The head of the U.S. Federal Communications Commission said he will propose that the agency conditionally approves Sirius Satellite Radio's purchase of rival XM Satellite Radio Holdings.
FCC Chairman Kevin Martin said in a statement he would support the proposed merger since XM and Sirius had agreed to a list of conditions, including not raising prices or stifiling competition among radio makers, the Washington Post reported.
His decision could remove the last regulatory hurdle in a lengthy and heavily criticized move to combine the companies, the paper said.
According to FCC sources, the proposal could come as early as this week, and the companies have agreed to make 24 radio channels available for noncommercial and minority programs.

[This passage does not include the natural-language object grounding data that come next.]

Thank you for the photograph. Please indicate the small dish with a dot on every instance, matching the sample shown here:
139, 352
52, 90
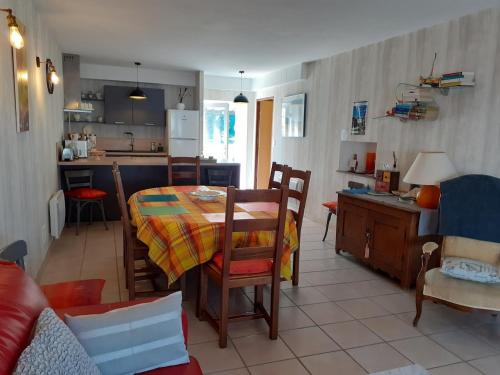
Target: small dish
207, 195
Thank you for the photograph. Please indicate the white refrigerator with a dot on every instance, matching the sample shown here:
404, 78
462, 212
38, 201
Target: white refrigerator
183, 132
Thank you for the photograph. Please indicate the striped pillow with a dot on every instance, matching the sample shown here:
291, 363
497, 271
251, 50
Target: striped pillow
134, 339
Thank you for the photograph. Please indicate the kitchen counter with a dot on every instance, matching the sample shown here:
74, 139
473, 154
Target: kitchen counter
152, 159
138, 173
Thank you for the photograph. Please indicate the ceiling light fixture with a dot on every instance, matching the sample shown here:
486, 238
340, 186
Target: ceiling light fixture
51, 76
16, 39
137, 93
241, 98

Approval of the deal would require the support of at least two of the agency's other four commissioners. Under U.S. law, the FCC must determine whether a communications deal is in the overall public interest.
Shares of Sirius climbed 14 percent to $2.90 in pre-open trade, after closing at $2.54 Friday on Nasdaq. Sirius shares closed at $3.69 on February 16, 2007, the last trading day before the the deal was announced.
XM shares rose 5.7 percent to $11.49 in pre-open trading, up from Friday's Nasdaq close of $10.87.
In the case of the XM-Sirius deal, the agency also has to decide whether to waive a rule that has barred the two satellite radio companies from merging.
Interest in pay-radio has cooled in the 16 months since their deal was announced, as both XM and Sirius have muted their marketing push while lobbying regulators to approve the deal.
Antitrust authorities at the U.S. Department of Justice approved the merger in March after concluding it would not harm consumers. The department said satellite radio companies face stiff competition from traditional radio, high-definition radio, iPods and MP3 players and audio on mobile phones.